MLBEDSW-3808: Ported search allocator to python

- Straight port of the C++ implementation to python.
- Renamed the allocator from "Search" to "HillClimb"

Change-Id: I50797d541f326d0264daf79bf7866aef32350a60
Signed-off-by: Louis Verhaard <louis.verhaard@arm.com>
diff --git a/ethosu/vela/hillclimb_allocation.py b/ethosu/vela/hillclimb_allocation.py
new file mode 100644
index 0000000..de53ab8
--- /dev/null
+++ b/ethosu/vela/hillclimb_allocation.py
@@ -0,0 +1,310 @@
+# Copyright (C) 2021 Arm Limited or its affiliates. All rights reserved.
+#
+# SPDX-License-Identifier: Apache-2.0
+#
+# Licensed under the Apache License, Version 2.0 (the License); you may
+# not use this file except in compliance with the License.

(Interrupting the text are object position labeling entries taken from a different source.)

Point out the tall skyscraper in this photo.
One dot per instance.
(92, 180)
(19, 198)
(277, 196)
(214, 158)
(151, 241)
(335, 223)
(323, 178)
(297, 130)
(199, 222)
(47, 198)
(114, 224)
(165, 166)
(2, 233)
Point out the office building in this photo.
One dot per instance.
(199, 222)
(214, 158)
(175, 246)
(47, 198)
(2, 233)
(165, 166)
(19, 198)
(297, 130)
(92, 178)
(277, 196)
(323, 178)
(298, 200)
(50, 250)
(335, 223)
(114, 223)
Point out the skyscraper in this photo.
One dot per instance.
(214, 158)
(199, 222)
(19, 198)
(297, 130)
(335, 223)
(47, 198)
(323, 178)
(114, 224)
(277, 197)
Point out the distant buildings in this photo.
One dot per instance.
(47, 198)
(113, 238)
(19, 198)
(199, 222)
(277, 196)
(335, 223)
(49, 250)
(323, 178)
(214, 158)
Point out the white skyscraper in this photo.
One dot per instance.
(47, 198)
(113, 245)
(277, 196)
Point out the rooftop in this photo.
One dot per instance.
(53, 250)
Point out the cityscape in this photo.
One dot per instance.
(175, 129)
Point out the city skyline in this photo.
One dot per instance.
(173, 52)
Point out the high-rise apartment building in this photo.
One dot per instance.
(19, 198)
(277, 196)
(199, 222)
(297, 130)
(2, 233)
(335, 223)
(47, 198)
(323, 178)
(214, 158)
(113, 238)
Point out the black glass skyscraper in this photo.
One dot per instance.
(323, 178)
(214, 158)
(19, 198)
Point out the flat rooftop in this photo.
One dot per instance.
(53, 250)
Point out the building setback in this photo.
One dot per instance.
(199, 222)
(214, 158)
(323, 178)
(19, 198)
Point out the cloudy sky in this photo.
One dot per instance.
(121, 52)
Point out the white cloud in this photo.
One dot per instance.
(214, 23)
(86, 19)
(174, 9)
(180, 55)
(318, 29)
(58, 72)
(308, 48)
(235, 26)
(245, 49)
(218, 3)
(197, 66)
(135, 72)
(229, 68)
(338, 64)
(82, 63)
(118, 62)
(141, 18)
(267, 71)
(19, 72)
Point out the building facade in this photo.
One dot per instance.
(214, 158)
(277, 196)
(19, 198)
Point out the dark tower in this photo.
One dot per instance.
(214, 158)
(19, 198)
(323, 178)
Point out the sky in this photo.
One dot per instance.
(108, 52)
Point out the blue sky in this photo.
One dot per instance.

+# You may obtain a copy of the License at
+#
+# www.apache.org/licenses/LICENSE-2.0
+#
+# Unless required by applicable law or agreed to in writing, software
+# distributed under the License is distributed on an AS IS BASIS, WITHOUT
+# WARRANTIES OR CONDITIONS OF ANY KIND, either express or implied.
+# See the License for the specific language governing permissions and
+# limitations under the License.
+#
+# Description:
+# Tensor allocator based on a hill-climb search
+import random
+from typing import List
+from typing import Set
+
+from .live_range import LiveRange
+
+
+class LiveRangeInfo:
+    def __init__(self, id: int, start_time: int, end_time: int, size: int):
+        # Index of this live range
+        self.id = id
+        # Start time (input to the allocator algorithm)
+        self.start_time = start_time
+        # End time, inclusive (input to the allocator algorithm)
+        self.end_time = end_time
+        # Size in bytes (input to the allocator algorithm)
+        self.size = size
+        # Allocated address (the main output from the allocator algorithm)
+        self.address: int = 0
+        # End address, exclusive
+        self.end_address: int = 0
+        # id of predecessor live range (predecessor's end address == this lr's address)
+        self.predecessor: int = 0
+        # Turn at which the live range was allocated
+        self.turn: int = 0
+        # Max value of size_at_time (only used in the heuristic allocation)
+        self.urgency = 0
+        self.neighbours: List["LiveRangeInfo"] = []
+
+    def overlaps(self, addr2: int, size2: int) -> int:
+        return self.address < addr2 + size2 and addr2 < self.end_address
+
+    def is_neighbour(self, lr: "LiveRangeInfo") -> bool:
+        return self.start_time <= lr.end_time and lr.start_time <= self.end_time
+
+    def __str__(self):
+        return "<LiveRangeInfo: id={}, start_time={}, end_time={}, size={}, address={}>".format(
+            self.id, self.start_time, self.end_time, self.size, self.address
+        )
+
+    def __lt__(self, other) -> bool:
+        if self.urgency != other.urgency:
+            return self.urgency > other.urgency
+        duration1 = self.end_time - self.start_time
+        duration2 = other.end_time - other.start_time
+        if duration1 != duration2:
+            return duration1 > duration2
+
+        if self.start_time != other.start_time:
+            return self.start_time < other.start_time
+
+        if self.size != other.size:
+            return self.size > other.size
+
+        return self.id < other.id
+
+
+class HillClimbAllocator:
+    """
+    Implements tensor allocator using a hill climb search.
+
+    The basic algorithm is:
+
+    Use a heuristic allocator to find an initial allocation
+    while allocation is not optimal and iterations < MAX_ITERATIONS:
+        find the "bottleneck": the live range with highest end address
+        find all live ranges that affected the allocation of the bottleneck
+        swap the order of any two affecting live ranges
+        reallocate tensors using the reordered live ranges
+        if the new allocation is better: keep it, else set allocation to previous allocation
+    """
+
+    MAX_ITERATIONS = 500
+    NOT_ALLOCATED = -1
+    # Used for live ranges allocated at address 0
+    NO_PREDECESSOR = -1
+
+    def __init__(self, live_ranges: List[LiveRange]):
+        # Contains the live ranges
+        self.lrs: List[LiveRangeInfo] = [
+            LiveRangeInfo(id, lr.start_time, lr.end_time, lr.size) for id, lr in enumerate(live_ranges)
+        ]
+        self.lrs_at_time = []
+        # The available size (input to algorithm).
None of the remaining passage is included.